Steve: I started that in 2002. I’ve learned enough to be fluent with it, to the degree that I am fluent with it. [laughs] First, I had some lessons with a South Indian teacher, and shortly after that I started to play Indian fusion music with the group Summit, with Zakir Hussain and George Brooks. That was on-the-job training, so it wasn’t just studying and being at home practicing. Within one year of investigating Konnakol rhythms, I was working a lot more with Indian musicians, because when they heard there was a Western drummer that could understand their music, I was getting hired a lot.

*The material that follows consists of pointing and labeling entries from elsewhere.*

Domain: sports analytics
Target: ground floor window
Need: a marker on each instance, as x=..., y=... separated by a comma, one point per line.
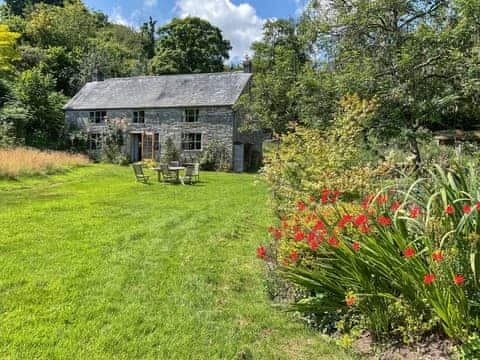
x=97, y=117
x=95, y=141
x=192, y=141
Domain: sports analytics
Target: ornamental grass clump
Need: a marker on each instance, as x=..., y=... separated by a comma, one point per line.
x=412, y=251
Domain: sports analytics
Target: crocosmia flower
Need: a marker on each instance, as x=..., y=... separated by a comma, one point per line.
x=409, y=252
x=384, y=220
x=334, y=242
x=429, y=278
x=294, y=256
x=437, y=255
x=458, y=279
x=261, y=252
x=414, y=212
x=449, y=209
x=299, y=236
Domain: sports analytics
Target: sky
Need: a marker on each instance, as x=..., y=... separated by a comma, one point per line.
x=240, y=20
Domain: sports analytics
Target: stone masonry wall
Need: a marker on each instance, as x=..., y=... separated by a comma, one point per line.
x=213, y=123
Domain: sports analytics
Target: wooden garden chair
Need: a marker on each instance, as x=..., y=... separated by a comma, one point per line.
x=196, y=171
x=188, y=177
x=138, y=170
x=167, y=175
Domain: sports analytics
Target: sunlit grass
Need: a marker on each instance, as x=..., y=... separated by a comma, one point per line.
x=27, y=162
x=97, y=266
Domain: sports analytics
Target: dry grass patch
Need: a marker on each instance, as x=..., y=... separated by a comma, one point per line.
x=26, y=162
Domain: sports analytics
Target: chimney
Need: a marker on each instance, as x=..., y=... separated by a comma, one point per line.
x=98, y=74
x=247, y=65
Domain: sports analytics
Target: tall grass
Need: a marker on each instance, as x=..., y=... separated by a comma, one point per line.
x=30, y=162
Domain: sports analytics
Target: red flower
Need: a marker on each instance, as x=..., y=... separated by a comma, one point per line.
x=459, y=279
x=364, y=229
x=294, y=256
x=395, y=206
x=415, y=211
x=409, y=252
x=382, y=199
x=350, y=300
x=360, y=219
x=299, y=236
x=261, y=252
x=429, y=278
x=334, y=242
x=300, y=205
x=437, y=256
x=384, y=220
x=319, y=225
x=449, y=209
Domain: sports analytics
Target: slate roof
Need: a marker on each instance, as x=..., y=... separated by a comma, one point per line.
x=195, y=90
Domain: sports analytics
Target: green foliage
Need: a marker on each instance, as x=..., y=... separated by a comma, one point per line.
x=44, y=106
x=216, y=156
x=310, y=160
x=189, y=45
x=407, y=261
x=8, y=53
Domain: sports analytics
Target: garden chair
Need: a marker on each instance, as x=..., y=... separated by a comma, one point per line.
x=167, y=175
x=188, y=177
x=196, y=171
x=138, y=170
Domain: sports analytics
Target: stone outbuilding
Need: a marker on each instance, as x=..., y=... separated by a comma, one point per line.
x=191, y=110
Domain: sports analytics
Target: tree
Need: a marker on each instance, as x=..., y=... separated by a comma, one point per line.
x=190, y=45
x=16, y=7
x=8, y=53
x=44, y=106
x=403, y=53
x=277, y=62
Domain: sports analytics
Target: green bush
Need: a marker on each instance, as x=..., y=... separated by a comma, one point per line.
x=408, y=261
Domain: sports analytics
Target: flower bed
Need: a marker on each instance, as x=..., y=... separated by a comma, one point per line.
x=402, y=263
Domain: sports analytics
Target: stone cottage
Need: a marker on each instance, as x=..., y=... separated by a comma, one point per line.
x=191, y=110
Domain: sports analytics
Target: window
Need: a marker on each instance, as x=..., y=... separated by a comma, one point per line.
x=97, y=117
x=192, y=141
x=139, y=117
x=191, y=115
x=95, y=141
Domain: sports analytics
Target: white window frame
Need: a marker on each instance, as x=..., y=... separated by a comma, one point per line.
x=194, y=142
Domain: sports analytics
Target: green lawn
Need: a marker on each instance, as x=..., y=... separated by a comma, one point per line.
x=94, y=265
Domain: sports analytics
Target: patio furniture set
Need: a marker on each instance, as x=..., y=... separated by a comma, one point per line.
x=170, y=173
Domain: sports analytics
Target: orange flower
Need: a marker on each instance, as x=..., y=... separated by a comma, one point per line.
x=437, y=255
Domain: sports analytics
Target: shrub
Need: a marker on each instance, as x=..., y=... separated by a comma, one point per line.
x=413, y=251
x=216, y=156
x=309, y=160
x=27, y=162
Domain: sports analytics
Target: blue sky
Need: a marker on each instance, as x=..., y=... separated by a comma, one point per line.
x=240, y=20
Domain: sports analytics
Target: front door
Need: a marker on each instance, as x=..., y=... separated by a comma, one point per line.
x=238, y=158
x=136, y=147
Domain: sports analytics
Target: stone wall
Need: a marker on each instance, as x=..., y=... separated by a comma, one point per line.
x=213, y=123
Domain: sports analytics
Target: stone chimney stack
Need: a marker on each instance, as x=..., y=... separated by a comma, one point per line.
x=247, y=65
x=98, y=74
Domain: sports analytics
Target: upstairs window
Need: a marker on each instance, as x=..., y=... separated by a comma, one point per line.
x=97, y=117
x=192, y=141
x=95, y=141
x=139, y=117
x=191, y=115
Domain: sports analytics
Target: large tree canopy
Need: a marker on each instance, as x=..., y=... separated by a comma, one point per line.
x=190, y=45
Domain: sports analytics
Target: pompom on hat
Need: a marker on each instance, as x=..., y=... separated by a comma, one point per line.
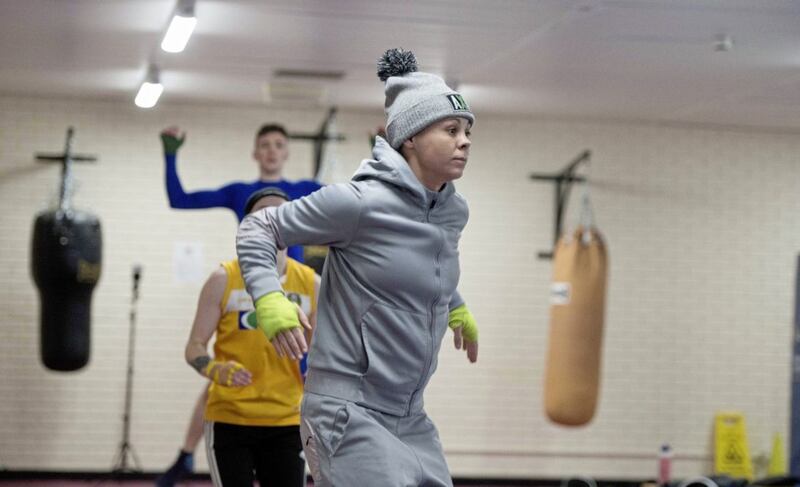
x=415, y=99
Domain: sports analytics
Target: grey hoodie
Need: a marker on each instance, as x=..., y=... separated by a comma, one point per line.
x=388, y=283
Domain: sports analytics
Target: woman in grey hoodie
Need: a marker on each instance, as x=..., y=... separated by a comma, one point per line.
x=388, y=289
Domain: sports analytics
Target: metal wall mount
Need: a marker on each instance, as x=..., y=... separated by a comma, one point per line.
x=562, y=184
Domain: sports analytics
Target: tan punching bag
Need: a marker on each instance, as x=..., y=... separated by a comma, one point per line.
x=572, y=372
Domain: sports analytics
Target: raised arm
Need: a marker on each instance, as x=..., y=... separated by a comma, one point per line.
x=326, y=217
x=171, y=140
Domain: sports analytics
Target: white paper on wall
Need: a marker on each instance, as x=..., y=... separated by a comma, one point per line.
x=188, y=262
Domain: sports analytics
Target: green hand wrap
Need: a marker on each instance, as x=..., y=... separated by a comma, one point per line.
x=171, y=143
x=462, y=317
x=275, y=313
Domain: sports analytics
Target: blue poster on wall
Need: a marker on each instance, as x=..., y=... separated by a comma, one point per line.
x=795, y=454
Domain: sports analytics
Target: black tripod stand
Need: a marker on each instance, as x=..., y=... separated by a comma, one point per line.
x=125, y=448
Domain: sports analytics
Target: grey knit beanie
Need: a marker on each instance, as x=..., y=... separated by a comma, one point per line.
x=414, y=99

And the more I got hired, the more I had to learn different compositions quickly and perform them.
Then I started to mess around at home with Konnakol and drumming at the same time. Traditionally, Konnakol is unaccompanied. So that was a big decision, in a way. Could I play the drums and do Konnakol at the same time? It took a while to get that coordination, but then I started to bring that into the Vital Information music.
MD: Like “Open Dialogue” on the new record, where you lay the Konnakol and drums over a little funk groove?
Steve: Yes. I’ve been doing that kind of thing with a lot of the groups I’ve been touring with. I’ll do it with Mike Stern, and Randy Brecker, and a little bit with Steps Ahead. For “Open Dialogue,” I also doubled the vocal in the studio.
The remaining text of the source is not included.